Une loi sur la copropriété
L’absence de loi liée à la copropriété constitue une autre lacune importante, selon l’avocat. En ce moment, le cadre législatif sur la copropriété se retrouve dispersé parmi les
3168 articles du Code civil. « Une loi consacrée à la copropriété serait plus vivante et plus
facile à faire évoluer», assure Me Joli-Coeur, qui ajoute que la plupart des juridictions examinées dans son ouvrage sont dotées d’une telle loi. Par exemple, la France possède une Loi sur la copropriété depuis 1938.
Un ministre de la copropriété
Comme autre mesure, Me Joli-Coeur propose la nomination d’un ministre responsable de la copropriété. « Cela permettrait d’accorder une plus grande attention à la copropriété, chose qu’on ne fait pas en ce moment au gouvernement », souligne le secrétaire général du RGCQ. Me JoliCoeur verrait très bien Lise Thériault, nouvelle ministre responsable de l’Habitation et de la Protection des consommateurs, s’occuper de ce dossier.
Remédier à la crise des assurances
La mauvaise gestion du dossier de la copropriété et le cadre législatif désuet ont d’ailleurs créé une commotion dans le monde des assurances en 2015. Cette année-là, le deuxième assureur en importance dans le monde, Aviva, se retirait du marché de la copropriété au Québec (il est encore présent ailleurs au Canada). Selon l’avocat, cela a entraîné une hausse des primes et des franchises. Le livre de Me JoliCoeur consacre un chapitre complet à ce sujet. Comme solutions, il propose notamment de rendre obligatoire la souscription à une assurance responsabilité civile lors de l’achat d’un condo. Cela permettrait de protéger les copropriétaires lorsque survient une avarie (un dégât d’eau, par exemple) dans un logement.
Il salue l’initiative du gouvernement Couillard qui prévoit d’entreprendre prochainement une réforme de l’assurance condo, mais il croit qu’une réforme globale dans ce domaine serait grandement préférable.

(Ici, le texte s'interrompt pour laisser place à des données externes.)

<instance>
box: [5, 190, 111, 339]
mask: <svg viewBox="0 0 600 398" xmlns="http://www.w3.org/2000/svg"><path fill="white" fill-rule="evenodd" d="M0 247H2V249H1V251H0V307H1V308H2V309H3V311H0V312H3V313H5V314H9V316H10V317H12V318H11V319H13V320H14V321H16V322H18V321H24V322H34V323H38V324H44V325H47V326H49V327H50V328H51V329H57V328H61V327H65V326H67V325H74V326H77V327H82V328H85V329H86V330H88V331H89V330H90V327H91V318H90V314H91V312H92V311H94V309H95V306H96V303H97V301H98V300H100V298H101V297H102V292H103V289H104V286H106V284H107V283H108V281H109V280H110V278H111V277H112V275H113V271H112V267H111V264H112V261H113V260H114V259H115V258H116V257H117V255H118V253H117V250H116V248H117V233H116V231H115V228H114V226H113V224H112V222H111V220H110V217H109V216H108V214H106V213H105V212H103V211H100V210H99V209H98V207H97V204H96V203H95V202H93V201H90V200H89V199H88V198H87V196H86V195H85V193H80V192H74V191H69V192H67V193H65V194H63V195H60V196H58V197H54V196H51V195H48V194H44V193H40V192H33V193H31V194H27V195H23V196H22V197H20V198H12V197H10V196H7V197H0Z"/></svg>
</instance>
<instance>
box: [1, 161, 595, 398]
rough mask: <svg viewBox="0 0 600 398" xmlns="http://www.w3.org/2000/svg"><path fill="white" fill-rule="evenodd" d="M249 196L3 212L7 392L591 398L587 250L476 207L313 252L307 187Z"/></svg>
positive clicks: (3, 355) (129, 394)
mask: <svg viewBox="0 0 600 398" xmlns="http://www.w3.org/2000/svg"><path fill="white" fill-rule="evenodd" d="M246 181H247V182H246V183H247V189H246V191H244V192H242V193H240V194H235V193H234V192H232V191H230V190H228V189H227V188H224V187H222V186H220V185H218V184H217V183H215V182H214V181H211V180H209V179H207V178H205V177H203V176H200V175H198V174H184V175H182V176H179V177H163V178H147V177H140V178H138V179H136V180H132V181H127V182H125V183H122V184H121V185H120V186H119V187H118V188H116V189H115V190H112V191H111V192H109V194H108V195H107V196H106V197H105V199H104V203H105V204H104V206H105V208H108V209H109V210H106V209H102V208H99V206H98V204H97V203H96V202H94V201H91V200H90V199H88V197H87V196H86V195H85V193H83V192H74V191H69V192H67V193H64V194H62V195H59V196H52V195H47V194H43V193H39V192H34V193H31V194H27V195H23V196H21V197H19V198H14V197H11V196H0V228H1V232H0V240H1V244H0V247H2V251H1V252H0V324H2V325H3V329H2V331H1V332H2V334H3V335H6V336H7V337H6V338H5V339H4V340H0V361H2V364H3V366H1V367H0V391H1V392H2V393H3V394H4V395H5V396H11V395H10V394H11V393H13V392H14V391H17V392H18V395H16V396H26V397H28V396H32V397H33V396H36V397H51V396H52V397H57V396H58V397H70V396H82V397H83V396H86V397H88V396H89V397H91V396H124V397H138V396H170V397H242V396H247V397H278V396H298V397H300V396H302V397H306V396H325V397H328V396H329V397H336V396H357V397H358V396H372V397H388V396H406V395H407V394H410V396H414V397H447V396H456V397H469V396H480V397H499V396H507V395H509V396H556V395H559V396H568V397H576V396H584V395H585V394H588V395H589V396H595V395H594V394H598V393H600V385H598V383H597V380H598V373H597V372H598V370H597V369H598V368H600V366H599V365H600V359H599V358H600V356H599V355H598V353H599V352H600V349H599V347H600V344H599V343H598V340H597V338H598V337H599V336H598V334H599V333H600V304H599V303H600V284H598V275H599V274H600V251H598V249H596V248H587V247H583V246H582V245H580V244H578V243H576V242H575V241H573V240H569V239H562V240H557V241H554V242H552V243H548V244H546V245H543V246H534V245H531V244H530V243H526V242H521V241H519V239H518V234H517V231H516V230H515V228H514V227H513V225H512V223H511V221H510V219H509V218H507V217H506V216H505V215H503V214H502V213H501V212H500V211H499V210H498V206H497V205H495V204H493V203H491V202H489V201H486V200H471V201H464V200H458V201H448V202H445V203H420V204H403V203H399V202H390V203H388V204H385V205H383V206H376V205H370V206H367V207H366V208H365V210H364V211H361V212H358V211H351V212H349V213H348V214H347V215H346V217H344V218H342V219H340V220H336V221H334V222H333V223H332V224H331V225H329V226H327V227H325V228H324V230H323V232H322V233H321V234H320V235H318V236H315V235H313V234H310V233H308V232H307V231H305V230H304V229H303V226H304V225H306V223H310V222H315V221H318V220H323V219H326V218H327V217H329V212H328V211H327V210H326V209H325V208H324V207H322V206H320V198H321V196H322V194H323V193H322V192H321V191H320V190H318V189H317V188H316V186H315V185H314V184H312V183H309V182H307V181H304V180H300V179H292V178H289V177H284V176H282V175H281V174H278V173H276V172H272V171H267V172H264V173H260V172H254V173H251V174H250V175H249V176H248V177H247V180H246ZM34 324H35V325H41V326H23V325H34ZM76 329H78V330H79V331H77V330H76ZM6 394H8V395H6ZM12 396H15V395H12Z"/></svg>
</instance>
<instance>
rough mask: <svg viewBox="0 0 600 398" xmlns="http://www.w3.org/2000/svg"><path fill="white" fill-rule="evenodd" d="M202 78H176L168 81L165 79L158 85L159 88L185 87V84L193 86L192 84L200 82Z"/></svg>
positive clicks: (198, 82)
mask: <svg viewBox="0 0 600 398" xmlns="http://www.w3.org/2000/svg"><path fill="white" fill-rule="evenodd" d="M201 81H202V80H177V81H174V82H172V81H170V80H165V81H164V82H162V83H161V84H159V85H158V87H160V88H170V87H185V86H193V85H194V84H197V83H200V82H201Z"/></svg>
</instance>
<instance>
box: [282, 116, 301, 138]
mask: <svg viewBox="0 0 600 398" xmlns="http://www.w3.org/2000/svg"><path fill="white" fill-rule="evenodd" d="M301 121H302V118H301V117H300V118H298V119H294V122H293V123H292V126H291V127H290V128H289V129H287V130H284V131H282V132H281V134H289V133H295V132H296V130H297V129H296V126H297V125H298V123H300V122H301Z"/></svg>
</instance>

Des gestionnaires mieux formés
Un autre problème soulevé par l’avocat concerne la gestion des copropriétés. Plusieurs acteurs du milieu s’entendent sur le fait que gérer une copropriété exige un minimum de formation. Or, en ce
moment, «n’importe qui au Québec peut devenir gestionnaire externe, déplore Me JoliCoeur. Ils ne sont pas tous incompétents, mais tous devraient avoir une formation portant sur le droit de la copropriété, la comptabilité et la science du bâtiment ». Selon lui, cette formation devrait être obligatoire, et les gestionnaires devraient détenir un permis et avoir réussi des examens d’admission. L’avocat propose aussi que cette activité de gestion soit régie par l’Organisme d’autoréglementation du courtage immobilier (OACIQ). Les gestionnaires (souvent bénévoles) de copropriétés autogérées devraient aussi suivre une formation, selon lui, car «un gestionnaire non formé dans une copropriété représente trop de risques en responsabilité civile».
L’avenir est à la copropriété
La réalité du bâti québécois encourage l’essor de la copropriété. Aujourd’hui, pour contrer l’étalement urbain, on construit beaucoup plus d’habitations multilogements détenues en copropriété. Par exemple, l’adoption, en 2011, du Plan métropolitain d’aménagement et de développement de la Communauté métropolitaine de Montréal oblige dorénavant les municipalités à densifier l’habitat sur leur territoire. Cela suppose plus de constructions de condos. Pour Me JoliCoeur, cette réalité rend encore plus primordiale une réforme du cadre législatif touchant la copropriété. Ne rien faire pourrait aggraver une situation déjà préoccupante, à son avis.